If you stop in St. John’s, you need to stop at Big R’s fish and chips on Harvey Road. For ten years as I lived 6,000km West, this was one of my favourite memories. A two-story restaurant with sticky floors and hot pink table tops – greasy doesn’t cut it, but ohh.. the fish. This stuff melts in your mouth. Crisp light batter holds the white cod in the square fillets that fall apart if you let your hand slip ever so slightly. If you were up early enough, you used to be able to watch the fishermen bring in the fresh catch that would feed those same fisherman at lunch. I don’t speak more highly of fish and chips than this, ladies and gentlemen. This is an absolute must. It’s also recommended to douse your french fries in vinegar – the Irish tradition Newfoundland cherishes. I usually pass it up, but as you can see below, it’s very serious business.

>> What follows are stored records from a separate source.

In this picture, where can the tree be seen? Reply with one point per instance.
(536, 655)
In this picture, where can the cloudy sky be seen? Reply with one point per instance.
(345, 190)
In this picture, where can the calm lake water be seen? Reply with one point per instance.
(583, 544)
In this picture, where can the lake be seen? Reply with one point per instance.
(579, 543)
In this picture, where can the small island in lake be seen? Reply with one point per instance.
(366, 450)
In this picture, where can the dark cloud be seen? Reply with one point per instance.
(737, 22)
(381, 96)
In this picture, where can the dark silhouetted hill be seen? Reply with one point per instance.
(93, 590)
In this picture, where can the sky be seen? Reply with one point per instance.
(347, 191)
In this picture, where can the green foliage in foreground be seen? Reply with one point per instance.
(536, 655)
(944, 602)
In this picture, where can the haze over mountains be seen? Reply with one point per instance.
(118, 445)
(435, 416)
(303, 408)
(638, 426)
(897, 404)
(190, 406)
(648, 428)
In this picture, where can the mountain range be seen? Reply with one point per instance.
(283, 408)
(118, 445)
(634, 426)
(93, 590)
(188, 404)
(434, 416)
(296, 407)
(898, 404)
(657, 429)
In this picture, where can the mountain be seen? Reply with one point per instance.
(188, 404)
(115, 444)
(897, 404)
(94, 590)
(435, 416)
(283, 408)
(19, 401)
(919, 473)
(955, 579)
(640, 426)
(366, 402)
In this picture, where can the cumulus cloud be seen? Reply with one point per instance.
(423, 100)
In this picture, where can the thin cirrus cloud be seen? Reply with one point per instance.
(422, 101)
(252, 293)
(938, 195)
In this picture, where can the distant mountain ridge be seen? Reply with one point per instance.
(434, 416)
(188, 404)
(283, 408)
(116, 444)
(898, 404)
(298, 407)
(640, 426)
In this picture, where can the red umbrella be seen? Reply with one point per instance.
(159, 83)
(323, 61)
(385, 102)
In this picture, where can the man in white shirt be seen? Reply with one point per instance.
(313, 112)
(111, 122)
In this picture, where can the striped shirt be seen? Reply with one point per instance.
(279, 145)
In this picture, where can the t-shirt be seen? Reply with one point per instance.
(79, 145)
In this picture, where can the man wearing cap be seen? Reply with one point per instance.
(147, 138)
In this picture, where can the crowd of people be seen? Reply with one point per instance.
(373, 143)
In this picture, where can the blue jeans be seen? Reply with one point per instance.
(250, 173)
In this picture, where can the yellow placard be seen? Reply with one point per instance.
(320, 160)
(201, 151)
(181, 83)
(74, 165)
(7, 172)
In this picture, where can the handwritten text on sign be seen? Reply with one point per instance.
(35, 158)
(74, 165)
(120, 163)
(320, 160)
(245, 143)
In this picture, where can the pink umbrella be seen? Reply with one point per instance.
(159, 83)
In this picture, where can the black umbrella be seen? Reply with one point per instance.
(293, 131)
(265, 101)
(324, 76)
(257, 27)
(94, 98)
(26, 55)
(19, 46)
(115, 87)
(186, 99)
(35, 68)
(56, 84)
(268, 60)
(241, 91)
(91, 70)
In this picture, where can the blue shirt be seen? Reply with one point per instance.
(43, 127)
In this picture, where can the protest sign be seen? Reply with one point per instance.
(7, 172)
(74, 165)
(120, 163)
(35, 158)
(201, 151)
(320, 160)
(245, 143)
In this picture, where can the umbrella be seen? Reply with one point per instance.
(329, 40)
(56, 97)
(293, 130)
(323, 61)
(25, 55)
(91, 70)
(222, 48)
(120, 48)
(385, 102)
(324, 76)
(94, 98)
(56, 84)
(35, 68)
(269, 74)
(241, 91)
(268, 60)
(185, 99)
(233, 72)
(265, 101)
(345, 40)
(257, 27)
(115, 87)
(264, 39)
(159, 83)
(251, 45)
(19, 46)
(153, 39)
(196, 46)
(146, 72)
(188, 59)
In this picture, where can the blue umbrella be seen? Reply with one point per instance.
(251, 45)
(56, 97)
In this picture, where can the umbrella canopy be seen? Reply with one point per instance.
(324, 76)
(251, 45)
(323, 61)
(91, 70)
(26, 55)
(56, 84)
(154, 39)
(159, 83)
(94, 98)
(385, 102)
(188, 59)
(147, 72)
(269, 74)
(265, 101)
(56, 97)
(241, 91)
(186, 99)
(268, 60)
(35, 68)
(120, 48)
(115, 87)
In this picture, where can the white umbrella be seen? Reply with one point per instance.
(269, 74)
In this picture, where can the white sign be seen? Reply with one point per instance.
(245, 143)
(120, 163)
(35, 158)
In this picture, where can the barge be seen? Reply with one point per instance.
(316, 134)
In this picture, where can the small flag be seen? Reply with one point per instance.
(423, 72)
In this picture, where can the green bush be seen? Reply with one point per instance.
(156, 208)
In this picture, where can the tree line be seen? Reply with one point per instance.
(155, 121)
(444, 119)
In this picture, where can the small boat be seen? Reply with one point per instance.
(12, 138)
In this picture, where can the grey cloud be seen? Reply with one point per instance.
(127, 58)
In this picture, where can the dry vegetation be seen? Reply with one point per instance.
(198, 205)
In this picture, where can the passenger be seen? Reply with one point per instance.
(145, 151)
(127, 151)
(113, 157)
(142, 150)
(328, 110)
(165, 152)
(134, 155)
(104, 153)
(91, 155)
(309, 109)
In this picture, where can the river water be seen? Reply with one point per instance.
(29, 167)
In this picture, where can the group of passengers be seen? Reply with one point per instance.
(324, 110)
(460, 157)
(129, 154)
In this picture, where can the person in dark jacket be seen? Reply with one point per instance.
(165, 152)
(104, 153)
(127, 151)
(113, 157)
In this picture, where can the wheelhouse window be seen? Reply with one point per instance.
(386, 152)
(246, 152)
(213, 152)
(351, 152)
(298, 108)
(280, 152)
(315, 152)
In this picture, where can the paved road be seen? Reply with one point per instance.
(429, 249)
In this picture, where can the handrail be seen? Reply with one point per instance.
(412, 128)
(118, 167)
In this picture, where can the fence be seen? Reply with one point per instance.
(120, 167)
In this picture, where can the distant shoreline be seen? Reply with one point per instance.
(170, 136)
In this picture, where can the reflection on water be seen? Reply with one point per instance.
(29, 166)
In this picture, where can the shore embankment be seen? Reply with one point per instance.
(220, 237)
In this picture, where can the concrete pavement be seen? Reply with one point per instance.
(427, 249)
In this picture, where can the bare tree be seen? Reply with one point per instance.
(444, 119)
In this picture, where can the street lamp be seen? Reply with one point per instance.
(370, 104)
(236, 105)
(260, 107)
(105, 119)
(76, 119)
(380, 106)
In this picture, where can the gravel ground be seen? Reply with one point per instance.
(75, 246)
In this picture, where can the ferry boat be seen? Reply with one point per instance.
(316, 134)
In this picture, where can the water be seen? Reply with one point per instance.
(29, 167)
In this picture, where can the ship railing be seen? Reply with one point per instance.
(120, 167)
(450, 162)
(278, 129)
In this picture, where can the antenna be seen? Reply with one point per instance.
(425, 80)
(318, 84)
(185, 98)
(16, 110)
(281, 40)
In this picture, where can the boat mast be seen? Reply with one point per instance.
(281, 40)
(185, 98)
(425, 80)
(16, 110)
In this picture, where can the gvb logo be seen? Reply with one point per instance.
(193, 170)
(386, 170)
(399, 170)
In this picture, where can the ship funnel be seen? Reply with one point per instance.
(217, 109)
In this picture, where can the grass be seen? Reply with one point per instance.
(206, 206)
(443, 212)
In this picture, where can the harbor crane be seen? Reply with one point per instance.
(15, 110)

When you leave the big city, the little towns nestled in coves and under rocks are full of more colourful jelly bean square houses, rocky coastline, and rough skinned sailors with friendly smiles. Fishing nets and chipped buoys line the wooden docks and salt kisses trail across chapped lips as the old van lumbers into Trout River. An old battered wooden path trails along the rocky beach. Fishing huts with lobster traps piled up to the roofs and lacy curtains hanging in open windows, overlooking laundry swaying gently in the wind. With the closed windows of the van the air lightly brushed dry skin. With them opened, the harsh Arctic breeze flitted through and licked my cheeks a bone chilling wet. As bones start to ache from the cold, stiff fingers hastily grasp to roll the windows up and enclose the heat back in.
As we turn the van away from the ocean, the houses darken and the grass grows. The mountains grow over roof tops that begin to dwindle to bushes and frozen puddles. As we reach the top of a hill the ocean fades from view. Through the fog you can see that the tops of the mountains aren’t shroud in cloud, but have grow flat like they’re squashed against a pane of glass. To the right the mountains pass with the highway weaving between them and their shorter, lusher hills. It is the dividing plane between two worlds – brown and green hills and snow capped yellow rocks cascading up to the Tabletop mountains.
All the little towns are the same. Sometimes the houses are newer, sometimes they’ve been freshly painted. But the salty fresh air and the smiling faces are the same. It’s a very special place, Newfoundland. I recommend visiting, and maybe stay there for a while. Have a pint and listen to one of the characters at the bar.